The retrieved nodes aren't answers. They're context — relevant material that the agent reads before composing a response. The process:
1. Query arrives 2. Embed the query → query vector 3. Compare query vector against all node vectors (cosine similarity) 4. Sort by similarity, take top N 5. Load the full source text of those N nodes into working memory 6. Agent reads the loaded context + original query 7. Agent responds, informed by the retrieved material
This is why the embedding captures meaning rather than keywords. The query "information that goes unrecorded" contains none of the words in "negative decision loss" — but they point in the same semantic direction. A keyword search finds nothing. Cosine similarity finds the right node.
The curated edges become useful here too. Once retrieval surfaces a node (e.g., "negative decision loss"), the system can traverse curated edges to pull in related nodes that the embedding alone might miss:
Query → embedding retrieval → "negative decision loss" (cosine = 0.62)
│
curated edge: "relates_to"
↓
"instrument compaction losses"
│
curated edge: "caused_by"
↓
"genre-ification"
Embedding retrieval finds the entry point. Edge traversal expands the context along declared relationships.
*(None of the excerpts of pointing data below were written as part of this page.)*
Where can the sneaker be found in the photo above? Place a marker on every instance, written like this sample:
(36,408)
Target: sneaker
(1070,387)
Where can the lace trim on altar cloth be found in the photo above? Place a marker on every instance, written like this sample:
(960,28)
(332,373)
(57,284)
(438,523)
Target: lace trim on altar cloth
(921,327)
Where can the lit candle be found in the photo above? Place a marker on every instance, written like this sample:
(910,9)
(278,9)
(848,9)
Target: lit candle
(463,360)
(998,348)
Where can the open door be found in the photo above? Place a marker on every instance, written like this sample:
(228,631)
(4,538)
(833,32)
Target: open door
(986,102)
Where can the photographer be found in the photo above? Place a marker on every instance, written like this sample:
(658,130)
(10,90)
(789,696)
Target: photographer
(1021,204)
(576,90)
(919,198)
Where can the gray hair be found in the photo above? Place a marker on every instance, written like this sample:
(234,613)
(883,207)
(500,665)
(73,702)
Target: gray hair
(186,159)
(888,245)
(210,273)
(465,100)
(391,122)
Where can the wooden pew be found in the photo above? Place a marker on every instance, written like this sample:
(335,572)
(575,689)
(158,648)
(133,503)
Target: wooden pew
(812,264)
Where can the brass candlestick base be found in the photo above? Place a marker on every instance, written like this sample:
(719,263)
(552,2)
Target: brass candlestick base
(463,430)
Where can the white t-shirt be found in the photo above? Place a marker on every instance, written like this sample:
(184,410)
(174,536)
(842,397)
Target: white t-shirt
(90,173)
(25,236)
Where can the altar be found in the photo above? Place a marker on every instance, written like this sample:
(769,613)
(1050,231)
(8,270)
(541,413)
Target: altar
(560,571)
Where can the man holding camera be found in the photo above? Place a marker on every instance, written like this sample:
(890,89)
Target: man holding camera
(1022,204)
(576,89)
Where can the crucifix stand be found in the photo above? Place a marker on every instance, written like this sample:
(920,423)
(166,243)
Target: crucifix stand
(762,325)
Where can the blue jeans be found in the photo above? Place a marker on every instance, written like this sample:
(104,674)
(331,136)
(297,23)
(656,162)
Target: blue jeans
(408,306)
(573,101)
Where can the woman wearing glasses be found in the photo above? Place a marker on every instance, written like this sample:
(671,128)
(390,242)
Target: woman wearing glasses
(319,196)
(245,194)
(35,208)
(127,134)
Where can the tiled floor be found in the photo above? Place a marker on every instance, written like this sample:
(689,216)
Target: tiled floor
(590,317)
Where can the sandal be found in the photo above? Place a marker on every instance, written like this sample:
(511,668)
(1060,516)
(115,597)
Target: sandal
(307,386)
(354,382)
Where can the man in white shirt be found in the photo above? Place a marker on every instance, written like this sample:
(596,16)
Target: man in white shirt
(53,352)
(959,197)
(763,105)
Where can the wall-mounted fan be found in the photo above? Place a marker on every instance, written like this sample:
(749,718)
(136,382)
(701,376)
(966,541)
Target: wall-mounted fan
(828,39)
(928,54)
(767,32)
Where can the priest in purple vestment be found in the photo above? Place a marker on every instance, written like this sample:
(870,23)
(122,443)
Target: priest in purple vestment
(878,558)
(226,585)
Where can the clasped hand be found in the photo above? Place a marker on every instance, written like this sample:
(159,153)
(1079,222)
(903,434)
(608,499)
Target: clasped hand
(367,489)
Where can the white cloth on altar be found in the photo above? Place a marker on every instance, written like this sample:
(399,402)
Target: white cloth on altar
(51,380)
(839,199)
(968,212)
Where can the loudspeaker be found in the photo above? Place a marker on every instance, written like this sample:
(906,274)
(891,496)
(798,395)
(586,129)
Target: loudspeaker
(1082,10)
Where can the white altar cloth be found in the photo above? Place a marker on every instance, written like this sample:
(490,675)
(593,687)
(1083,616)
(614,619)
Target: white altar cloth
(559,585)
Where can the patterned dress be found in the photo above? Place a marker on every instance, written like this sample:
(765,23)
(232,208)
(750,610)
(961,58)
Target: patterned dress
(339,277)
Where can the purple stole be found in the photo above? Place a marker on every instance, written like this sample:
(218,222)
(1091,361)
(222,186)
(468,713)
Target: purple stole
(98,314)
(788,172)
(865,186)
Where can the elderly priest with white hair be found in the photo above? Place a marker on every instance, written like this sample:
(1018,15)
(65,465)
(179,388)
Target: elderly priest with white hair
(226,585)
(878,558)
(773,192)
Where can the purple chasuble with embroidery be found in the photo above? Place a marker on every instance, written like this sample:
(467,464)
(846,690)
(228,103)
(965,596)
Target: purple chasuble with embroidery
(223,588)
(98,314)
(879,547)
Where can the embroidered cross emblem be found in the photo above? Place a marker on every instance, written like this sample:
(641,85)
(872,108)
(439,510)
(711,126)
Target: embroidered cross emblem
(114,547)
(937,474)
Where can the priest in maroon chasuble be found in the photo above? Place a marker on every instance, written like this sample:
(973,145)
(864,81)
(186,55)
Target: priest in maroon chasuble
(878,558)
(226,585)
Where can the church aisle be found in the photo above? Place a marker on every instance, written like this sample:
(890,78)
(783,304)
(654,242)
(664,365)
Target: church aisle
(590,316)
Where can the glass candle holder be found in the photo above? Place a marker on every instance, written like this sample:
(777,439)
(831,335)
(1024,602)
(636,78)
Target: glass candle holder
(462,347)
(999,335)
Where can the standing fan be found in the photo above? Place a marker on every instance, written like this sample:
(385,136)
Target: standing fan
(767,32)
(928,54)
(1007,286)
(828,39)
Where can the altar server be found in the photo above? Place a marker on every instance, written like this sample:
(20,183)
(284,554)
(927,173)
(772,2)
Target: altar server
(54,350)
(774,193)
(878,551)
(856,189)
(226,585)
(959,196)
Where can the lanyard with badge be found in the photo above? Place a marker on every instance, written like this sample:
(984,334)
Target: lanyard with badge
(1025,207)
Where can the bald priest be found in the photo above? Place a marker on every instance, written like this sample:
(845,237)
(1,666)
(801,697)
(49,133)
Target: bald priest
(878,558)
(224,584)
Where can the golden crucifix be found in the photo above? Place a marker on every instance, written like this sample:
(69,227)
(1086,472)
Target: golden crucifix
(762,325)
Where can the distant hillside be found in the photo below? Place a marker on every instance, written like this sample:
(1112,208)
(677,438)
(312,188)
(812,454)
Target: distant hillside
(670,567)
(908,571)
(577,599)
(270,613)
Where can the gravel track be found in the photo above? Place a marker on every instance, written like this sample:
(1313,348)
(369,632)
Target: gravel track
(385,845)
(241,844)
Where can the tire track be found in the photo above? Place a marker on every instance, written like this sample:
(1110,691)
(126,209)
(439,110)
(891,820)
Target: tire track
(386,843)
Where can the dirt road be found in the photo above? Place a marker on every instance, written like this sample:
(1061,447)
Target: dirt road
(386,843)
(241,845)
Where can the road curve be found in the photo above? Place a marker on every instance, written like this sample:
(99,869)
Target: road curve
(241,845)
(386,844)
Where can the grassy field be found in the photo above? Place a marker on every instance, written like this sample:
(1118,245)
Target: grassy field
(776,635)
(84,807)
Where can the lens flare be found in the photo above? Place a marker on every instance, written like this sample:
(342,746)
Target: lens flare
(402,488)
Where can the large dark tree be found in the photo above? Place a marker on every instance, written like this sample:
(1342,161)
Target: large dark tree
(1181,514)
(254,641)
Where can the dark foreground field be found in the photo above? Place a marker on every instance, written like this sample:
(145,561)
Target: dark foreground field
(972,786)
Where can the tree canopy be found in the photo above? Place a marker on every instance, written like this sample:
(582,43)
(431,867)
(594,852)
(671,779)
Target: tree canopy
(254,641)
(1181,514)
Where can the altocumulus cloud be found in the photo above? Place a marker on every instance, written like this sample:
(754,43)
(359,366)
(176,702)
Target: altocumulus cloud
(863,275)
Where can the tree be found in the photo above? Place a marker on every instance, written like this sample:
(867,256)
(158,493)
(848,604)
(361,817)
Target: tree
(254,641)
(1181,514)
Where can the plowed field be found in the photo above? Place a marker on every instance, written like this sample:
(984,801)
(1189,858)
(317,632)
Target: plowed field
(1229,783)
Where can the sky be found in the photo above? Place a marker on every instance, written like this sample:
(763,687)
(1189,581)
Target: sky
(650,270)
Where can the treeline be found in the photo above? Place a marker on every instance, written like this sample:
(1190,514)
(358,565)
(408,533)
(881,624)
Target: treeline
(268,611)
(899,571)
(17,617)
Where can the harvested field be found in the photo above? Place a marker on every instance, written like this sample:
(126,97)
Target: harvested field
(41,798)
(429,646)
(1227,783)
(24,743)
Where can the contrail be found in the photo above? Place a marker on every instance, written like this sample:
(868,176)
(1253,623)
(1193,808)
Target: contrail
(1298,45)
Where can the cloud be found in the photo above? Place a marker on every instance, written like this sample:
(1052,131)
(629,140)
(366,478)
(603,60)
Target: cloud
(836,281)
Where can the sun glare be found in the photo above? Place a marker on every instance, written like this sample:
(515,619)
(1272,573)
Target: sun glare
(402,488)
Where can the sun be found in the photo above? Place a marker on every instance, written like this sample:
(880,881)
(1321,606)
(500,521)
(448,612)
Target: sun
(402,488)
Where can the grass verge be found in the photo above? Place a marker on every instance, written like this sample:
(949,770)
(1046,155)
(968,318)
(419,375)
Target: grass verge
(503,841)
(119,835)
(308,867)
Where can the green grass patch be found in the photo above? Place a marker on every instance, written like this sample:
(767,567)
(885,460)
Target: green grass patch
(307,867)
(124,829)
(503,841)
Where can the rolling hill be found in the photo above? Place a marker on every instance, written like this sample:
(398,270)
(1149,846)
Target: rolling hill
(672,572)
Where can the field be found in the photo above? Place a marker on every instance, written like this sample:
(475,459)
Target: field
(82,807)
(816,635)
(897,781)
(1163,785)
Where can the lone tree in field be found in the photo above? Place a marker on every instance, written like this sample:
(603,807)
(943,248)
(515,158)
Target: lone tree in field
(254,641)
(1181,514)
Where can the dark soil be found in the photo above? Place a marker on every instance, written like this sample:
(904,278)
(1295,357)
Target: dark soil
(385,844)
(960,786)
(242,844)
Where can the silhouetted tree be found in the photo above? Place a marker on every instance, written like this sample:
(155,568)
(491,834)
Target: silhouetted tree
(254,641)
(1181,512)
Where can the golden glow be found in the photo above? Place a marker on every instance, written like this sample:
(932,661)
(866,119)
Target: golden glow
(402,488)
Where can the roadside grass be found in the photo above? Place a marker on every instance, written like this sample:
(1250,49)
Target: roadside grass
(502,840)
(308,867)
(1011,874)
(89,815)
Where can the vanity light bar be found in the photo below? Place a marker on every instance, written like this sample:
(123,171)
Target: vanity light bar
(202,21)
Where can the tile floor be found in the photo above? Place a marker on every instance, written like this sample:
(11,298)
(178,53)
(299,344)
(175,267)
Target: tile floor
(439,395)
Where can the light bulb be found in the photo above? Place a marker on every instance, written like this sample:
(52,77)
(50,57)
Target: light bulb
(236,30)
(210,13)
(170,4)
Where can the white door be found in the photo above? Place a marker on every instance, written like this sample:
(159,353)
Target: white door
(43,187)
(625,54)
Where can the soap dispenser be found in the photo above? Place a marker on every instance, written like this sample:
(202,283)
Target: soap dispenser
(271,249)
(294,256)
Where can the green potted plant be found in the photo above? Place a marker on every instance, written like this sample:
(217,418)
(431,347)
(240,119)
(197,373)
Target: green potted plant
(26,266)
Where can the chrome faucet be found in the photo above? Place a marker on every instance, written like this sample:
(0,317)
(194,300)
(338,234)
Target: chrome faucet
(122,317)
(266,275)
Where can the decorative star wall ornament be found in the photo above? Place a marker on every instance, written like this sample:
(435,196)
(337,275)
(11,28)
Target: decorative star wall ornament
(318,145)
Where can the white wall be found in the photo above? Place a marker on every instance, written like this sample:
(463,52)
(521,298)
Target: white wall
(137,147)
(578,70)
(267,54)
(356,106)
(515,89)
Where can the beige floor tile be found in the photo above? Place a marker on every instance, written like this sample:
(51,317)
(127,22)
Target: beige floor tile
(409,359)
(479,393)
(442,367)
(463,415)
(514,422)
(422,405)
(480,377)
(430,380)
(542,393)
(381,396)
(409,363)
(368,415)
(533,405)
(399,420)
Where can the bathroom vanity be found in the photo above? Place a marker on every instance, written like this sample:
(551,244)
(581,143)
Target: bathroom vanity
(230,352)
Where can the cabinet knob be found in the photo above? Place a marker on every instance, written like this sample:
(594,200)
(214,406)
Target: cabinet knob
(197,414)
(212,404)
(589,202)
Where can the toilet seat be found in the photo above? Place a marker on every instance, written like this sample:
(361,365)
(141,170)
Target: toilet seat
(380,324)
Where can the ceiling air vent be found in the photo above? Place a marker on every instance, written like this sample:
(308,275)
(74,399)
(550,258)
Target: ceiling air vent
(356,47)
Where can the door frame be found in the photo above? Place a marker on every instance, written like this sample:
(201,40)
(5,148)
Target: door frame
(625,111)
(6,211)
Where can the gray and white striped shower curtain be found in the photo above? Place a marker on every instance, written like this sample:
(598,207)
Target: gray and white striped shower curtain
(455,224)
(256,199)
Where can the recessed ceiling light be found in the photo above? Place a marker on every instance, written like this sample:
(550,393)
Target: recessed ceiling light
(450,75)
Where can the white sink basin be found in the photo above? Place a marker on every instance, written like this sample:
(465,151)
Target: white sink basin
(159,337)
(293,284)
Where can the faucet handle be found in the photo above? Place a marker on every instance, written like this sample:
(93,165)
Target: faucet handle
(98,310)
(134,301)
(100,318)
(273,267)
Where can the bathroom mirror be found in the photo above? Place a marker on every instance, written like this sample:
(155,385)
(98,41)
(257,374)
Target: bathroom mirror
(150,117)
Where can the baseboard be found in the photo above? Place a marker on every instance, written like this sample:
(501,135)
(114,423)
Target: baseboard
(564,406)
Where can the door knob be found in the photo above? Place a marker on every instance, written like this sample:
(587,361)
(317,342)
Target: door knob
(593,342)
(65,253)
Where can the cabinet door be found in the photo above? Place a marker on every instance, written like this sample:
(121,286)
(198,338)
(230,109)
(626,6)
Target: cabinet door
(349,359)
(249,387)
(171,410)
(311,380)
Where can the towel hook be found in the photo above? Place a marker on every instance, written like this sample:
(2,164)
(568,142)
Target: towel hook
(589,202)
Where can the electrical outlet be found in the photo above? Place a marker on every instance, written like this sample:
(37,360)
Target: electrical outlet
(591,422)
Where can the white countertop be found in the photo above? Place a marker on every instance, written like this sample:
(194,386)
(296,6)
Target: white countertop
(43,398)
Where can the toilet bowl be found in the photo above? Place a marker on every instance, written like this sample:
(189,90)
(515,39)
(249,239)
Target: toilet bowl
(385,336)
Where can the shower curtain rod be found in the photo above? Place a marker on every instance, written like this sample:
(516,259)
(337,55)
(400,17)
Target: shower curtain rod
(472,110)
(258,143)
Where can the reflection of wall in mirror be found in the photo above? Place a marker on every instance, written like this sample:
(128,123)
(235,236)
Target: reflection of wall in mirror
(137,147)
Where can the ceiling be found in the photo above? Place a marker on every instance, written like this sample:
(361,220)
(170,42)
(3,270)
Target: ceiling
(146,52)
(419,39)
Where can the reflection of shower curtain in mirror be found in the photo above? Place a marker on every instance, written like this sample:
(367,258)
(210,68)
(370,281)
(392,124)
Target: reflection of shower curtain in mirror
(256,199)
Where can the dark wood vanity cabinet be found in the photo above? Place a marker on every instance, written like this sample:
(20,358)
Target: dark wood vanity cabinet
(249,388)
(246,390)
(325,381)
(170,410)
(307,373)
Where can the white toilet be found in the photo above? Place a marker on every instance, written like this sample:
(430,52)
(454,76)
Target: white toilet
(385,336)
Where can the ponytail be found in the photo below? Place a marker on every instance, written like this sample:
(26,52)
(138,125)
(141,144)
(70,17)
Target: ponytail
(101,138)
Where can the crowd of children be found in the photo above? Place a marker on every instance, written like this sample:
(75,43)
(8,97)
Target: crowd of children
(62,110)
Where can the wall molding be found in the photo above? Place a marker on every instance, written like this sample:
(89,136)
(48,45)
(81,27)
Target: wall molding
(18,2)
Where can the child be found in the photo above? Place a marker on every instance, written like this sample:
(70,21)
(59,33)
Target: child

The result: the agent sees not just the single most-similar node, but the local neighborhood of related concepts — connected by relationships that have names and types, not just proximity.
The key conceptual shift: cosine similarity does not produce knowledge. It opens the gate. A query is a probe — a vector launched into the same space as the stored nodes. What happens next is a chain, not a lookup.
The query does not ask "what is similar to me?" It asks: "where should I enter this graph?" Once inside, the graph's own structure — curated edges, typed relationships, neighborhood topology — determines what gets loaded.
Cosine finds the door. The graph decides the room.
ArchitectureThe full system is not "embeddings + retrieval." It is three distinct layers, each answering a different question:
| Layer | Question | Mechanism |
|---|---|---|
| Vector layer | Where should I look? | Embedding similarity — cosine between query and stored nodes |
| Graph layer | Why does this matter? | Curated edges — typed relationships with named predicates |
| Artifact layer | What actually happened? | Source documents — full correspondence, papers, notes |
Each layer has a different failure mode:
The vector layer fails by vocabulary match without structural kinship — finding things that sound similar but aren't meaningfully related.
The graph layer fails by incompleteness — edges that should exist but nobody drew them. Every graph has blind spots.
The artifact layer fails by absence — decisions not recorded, context not written down, negative space that was never captured.
The three layers compensate for each other. Vectors provide coverage where the graph is incomplete. The graph provides structure where vectors are noisy. Artifacts provide ground truth where both layers are approximate.